With this experience, there is nothing left for me to guide him through other than regular core-dev exchanges we often have among core-devs given everybody’s unique expertise.

It is also worth mentioning that Renan has great communication skills and he sure knows how/who/where to ask whenever in doubt.

Areas of improvement and next steps

I do not have anything specific to point out here. From now on, I believe Renan could start touching other areas of the distro, doing more +1 maintenance shifts, start sponsoring uploads for others and possibly mentor other future core developers.

Sponsoring feedback

I endorse Renan’s application for Ubuntu Core Dev.

Renan has been exposed to all tasks a Core Dev is expected to perform, and even more. I’ve seen his work in:

  • transitions
  • SRUs
  • MIR
  • MRE (special SRUs)
  • autopkgtests
  • excuses inspection
  • update_output.txt analysis
  • steady bug triage
  • colaboration with upstream

He definitely went outside his “comfort zone” that was ubuntu-advantage-tools, and demonstrated competence in many other areas of Ubuntu, like the HA and PHP stacks. That being said, ubuntu-advantage-tools was already very demanding and required near core-dev knowledge due to the interaction points with an Ubuntu system.

These are my sponsored packages, the fist one being from 2022: https://udd.debian.org/cgi-bin/ubuntu-sponsorships.cgi?render=html&sponsor=*asenack*&sponsor_search=name&sponsoree=*Renan*Rodrigo*&sponsoree_search=name
About half were indeed ubuntu-advantage-tools, due to his work in that team. But afterwards we see packages from the HA stack, and PHP.

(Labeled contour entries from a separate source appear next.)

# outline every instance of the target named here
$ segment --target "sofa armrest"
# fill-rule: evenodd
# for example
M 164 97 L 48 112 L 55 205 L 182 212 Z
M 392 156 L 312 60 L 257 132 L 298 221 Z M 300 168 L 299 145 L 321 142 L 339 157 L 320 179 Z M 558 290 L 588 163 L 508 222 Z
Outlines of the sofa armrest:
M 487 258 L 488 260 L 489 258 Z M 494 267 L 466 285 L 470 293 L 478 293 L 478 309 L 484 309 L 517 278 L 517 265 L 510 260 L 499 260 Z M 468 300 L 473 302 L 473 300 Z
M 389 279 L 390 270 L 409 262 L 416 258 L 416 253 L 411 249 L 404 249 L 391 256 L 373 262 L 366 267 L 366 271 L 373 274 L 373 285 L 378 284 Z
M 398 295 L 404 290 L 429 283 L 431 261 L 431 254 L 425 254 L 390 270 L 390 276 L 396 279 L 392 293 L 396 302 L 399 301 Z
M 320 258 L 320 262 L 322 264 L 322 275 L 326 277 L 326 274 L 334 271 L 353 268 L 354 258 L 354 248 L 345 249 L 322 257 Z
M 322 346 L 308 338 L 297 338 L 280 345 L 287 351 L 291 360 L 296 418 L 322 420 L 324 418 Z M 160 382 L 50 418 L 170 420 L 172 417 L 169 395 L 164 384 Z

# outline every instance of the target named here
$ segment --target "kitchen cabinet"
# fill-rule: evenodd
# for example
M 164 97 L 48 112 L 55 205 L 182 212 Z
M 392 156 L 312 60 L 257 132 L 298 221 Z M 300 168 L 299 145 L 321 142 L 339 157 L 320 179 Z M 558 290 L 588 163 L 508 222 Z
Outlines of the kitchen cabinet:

Specific experiences of working together

The ubuntu-advantage-tools package is where we can start to see a core-dev in the making. Having to deal with multiple ubuntu releases and each with their own quirks, and complex maintainer scripts (postinst in u-a-t is quite complex). Of course, Renan wasn’t the only one working on this, but was frequently the driver behind the SRUs and had to know, AND FIX, all that was being changed in each upload.

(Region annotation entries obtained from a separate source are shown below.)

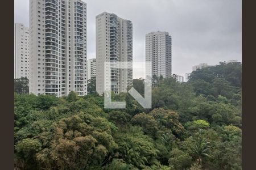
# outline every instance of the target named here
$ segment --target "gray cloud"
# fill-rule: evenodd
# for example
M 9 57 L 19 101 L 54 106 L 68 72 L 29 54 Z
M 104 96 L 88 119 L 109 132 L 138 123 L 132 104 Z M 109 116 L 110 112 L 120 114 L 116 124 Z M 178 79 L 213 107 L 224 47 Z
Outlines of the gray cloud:
M 28 26 L 28 0 L 15 0 L 15 22 Z M 143 61 L 145 35 L 172 37 L 172 70 L 184 75 L 200 63 L 241 61 L 241 0 L 84 0 L 88 5 L 88 57 L 96 55 L 95 16 L 113 12 L 133 23 L 134 60 Z M 139 76 L 139 74 L 135 76 Z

I think tcpdf is a good example of how a fix can evolve given different inputs. The first review from me highlighted that the fix was too broad. It had been submitted upstream at the same time, and discussions happened, and the fix was fine tuned based on this original feedback, and work with upstream. This is how it should be: we start with a merge PROPOSAL (emphasis mine), discuss, collaborate, and end up with a better fix. And this is how Renan works.

Areas of improvement and next steps

With more power, comes more responsability! Renan will be in a good position to help Ubuntu move forward. His experience in the PHP transition will be invaluable helping untangle other transitions, and nasty migration problems and NBS packages that are plaguing Ubuntu lately.